Sigmund Lukas M, S Shree Sowndarya, Albers Andreas, Erdmann Philipp, Paton Robert S, Greb Lutz
Anorganisch-Chemisches Institut, Ruprecht-Karls-Universität Heidelberg, Im Neuenheimer Feld 270, 69120, Heidelberg, Germany.
Department of Chemistry, Colorado State University, 1301 Center Avenue, Fort Collins, CO, 80523, USA.
Angew Chem Int Ed Engl. 2024 Apr 22;63(17):e202401084. doi: 10.1002/anie.202401084. Epub 2024 Mar 19.
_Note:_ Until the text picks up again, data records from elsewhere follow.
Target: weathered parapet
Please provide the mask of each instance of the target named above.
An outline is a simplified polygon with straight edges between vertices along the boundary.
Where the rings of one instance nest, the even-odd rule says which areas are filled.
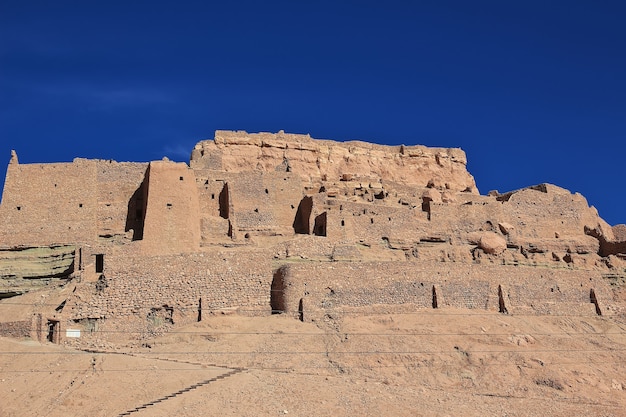
[[[10,163],[0,205],[6,246],[93,243],[97,239],[97,163]]]
[[[7,169],[0,206],[3,245],[95,244],[124,235],[148,164],[76,158]],[[142,214],[143,215],[143,214]]]
[[[614,311],[610,289],[600,274],[592,271],[328,262],[286,264],[274,279],[275,308],[309,319],[354,308],[366,314],[376,306],[402,311],[461,308],[509,314],[610,315]]]
[[[453,191],[477,193],[461,149],[386,146],[360,141],[316,140],[279,132],[215,132],[214,140],[194,148],[190,166],[228,172],[293,172],[305,180],[338,181],[344,174],[403,184],[431,183]]]

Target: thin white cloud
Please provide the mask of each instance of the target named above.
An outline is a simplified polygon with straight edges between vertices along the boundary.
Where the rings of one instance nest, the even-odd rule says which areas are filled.
[[[188,162],[192,147],[185,143],[169,144],[163,147],[163,154],[175,161]]]
[[[36,92],[80,101],[89,110],[115,110],[175,103],[176,97],[162,90],[132,87],[106,87],[91,84],[47,84],[33,87]]]

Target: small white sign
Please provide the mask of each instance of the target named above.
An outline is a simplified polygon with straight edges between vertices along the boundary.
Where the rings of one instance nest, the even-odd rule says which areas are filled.
[[[66,329],[65,337],[80,337],[80,329]]]

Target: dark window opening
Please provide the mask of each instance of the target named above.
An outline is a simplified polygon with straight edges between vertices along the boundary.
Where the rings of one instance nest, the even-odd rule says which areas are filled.
[[[63,300],[63,302],[61,304],[59,304],[54,311],[56,311],[57,313],[60,313],[61,311],[63,311],[63,308],[65,307],[65,304],[67,303],[67,300]]]
[[[50,343],[59,343],[59,322],[57,320],[48,320],[46,340]]]
[[[20,211],[22,209],[22,207],[17,206],[17,211]]]
[[[101,274],[102,272],[104,272],[104,255],[100,253],[96,255],[96,273]]]
[[[498,311],[502,314],[509,314],[509,310],[506,308],[506,303],[504,302],[502,286],[500,285],[498,285]]]
[[[589,301],[593,303],[593,305],[596,307],[596,314],[598,316],[601,316],[602,310],[600,309],[600,304],[598,304],[598,297],[596,297],[596,292],[593,290],[593,288],[589,291]]]
[[[311,233],[311,211],[313,211],[313,199],[304,197],[298,205],[296,217],[293,220],[293,230],[295,233],[308,235]]]
[[[215,194],[211,194],[211,200],[215,200]]]
[[[172,207],[172,203],[167,203],[167,207]]]
[[[270,192],[268,191],[268,189],[265,189],[265,194],[269,194]]]
[[[182,180],[183,180],[183,177],[180,177],[180,178],[178,178],[178,179],[182,181]]]
[[[282,269],[274,272],[274,279],[270,287],[270,307],[272,314],[281,314],[285,311],[285,277]]]
[[[128,201],[126,212],[126,227],[124,231],[133,231],[132,240],[143,239],[143,227],[145,222],[146,201],[147,201],[147,178],[144,178],[141,185],[135,190]]]
[[[315,217],[313,234],[315,236],[326,236],[326,212],[323,212],[319,216]]]
[[[233,223],[229,220],[228,221],[228,233],[227,233],[228,237],[233,237]]]
[[[341,225],[342,225],[342,226],[345,226],[345,225],[346,225],[346,222],[342,220],[342,221],[341,221]]]
[[[228,219],[230,216],[230,196],[228,191],[228,183],[224,184],[222,191],[219,196],[219,211],[220,217],[223,219]]]
[[[83,207],[83,203],[78,204],[78,207],[82,208]]]

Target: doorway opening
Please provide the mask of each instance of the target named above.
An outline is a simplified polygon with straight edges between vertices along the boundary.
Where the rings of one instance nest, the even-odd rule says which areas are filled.
[[[104,254],[99,253],[96,255],[96,273],[101,274],[104,272]]]
[[[59,321],[58,320],[48,320],[48,332],[46,335],[46,340],[50,343],[59,343]]]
"How strong is this Lewis acid?" is a question researchers often approach by calculating its fluoride ion affinity (FIA) with quantum chemistry. Here, we present FIA49k, an extensive FIA dataset with 48,986 data points calculated at the RI-DSD-BLYP-D3(BJ)/def2-QZVPP//PBEh-3c level of theory, including 13 different p-block atoms as the fluoride accepting site. The FIA49k dataset was used to train FIA-GNN, two message-passing graph neural networks, which predict gas and solution phase FIA values of molecules excluded from training with a mean absolute error of 14 kJ mol (r=0.93) from the SMILES string of the Lewis acid as the only input. The level of accuracy is notable, given the wide energetic range of 750 kJ mol spanned by FIA49k. The model's value was demonstrated with four case studies, including predictions for molecules extracted from the Cambridge Structural Database and by reproducing results from catalysis research available in the literature. Weaknesses of the model are evaluated and interpreted chemically. FIA-GNN and the FIA49k dataset can be reached via a free web app (www.grebgroup.de/fia-gnn).
“这种路易斯酸的强度如何?”这是研究人员经常通过量子化学计算其氟离子亲和力(FIA)来探讨的问题。在此,我们展示了FIA49k,这是一个广泛的FIA数据集,包含48986个在RI-DSD-BLYP-D3(BJ)/def2-QZVPP//PBEh-3c理论水平下计算得到的数据点,其中包括13种不同的p区原子作为氟化物接受位点。FIA49k数据集用于训练FIA-GNN,即两个消息传递图神经网络,它们仅以路易斯酸的SMILES字符串作为唯一输入,就能预测训练集中未包含的分子在气相和溶液相中的FIA值,平均绝对误差为14 kJ·mol⁻¹(r = 0.93)。考虑到FIA49k涵盖的750 kJ·mol⁻¹的广泛能量范围,这个准确度是值得注意的。通过四个案例研究展示了该模型的价值,包括对从剑桥结构数据库中提取的分子的预测以及重现文献中催化研究的结果。对该模型的弱点进行了评估并从化学角度进行了解释。可以通过一个免费的网络应用程序(www.grebgroup.de/fia-gnn)访问FIA-GNN和FIA49k数据集。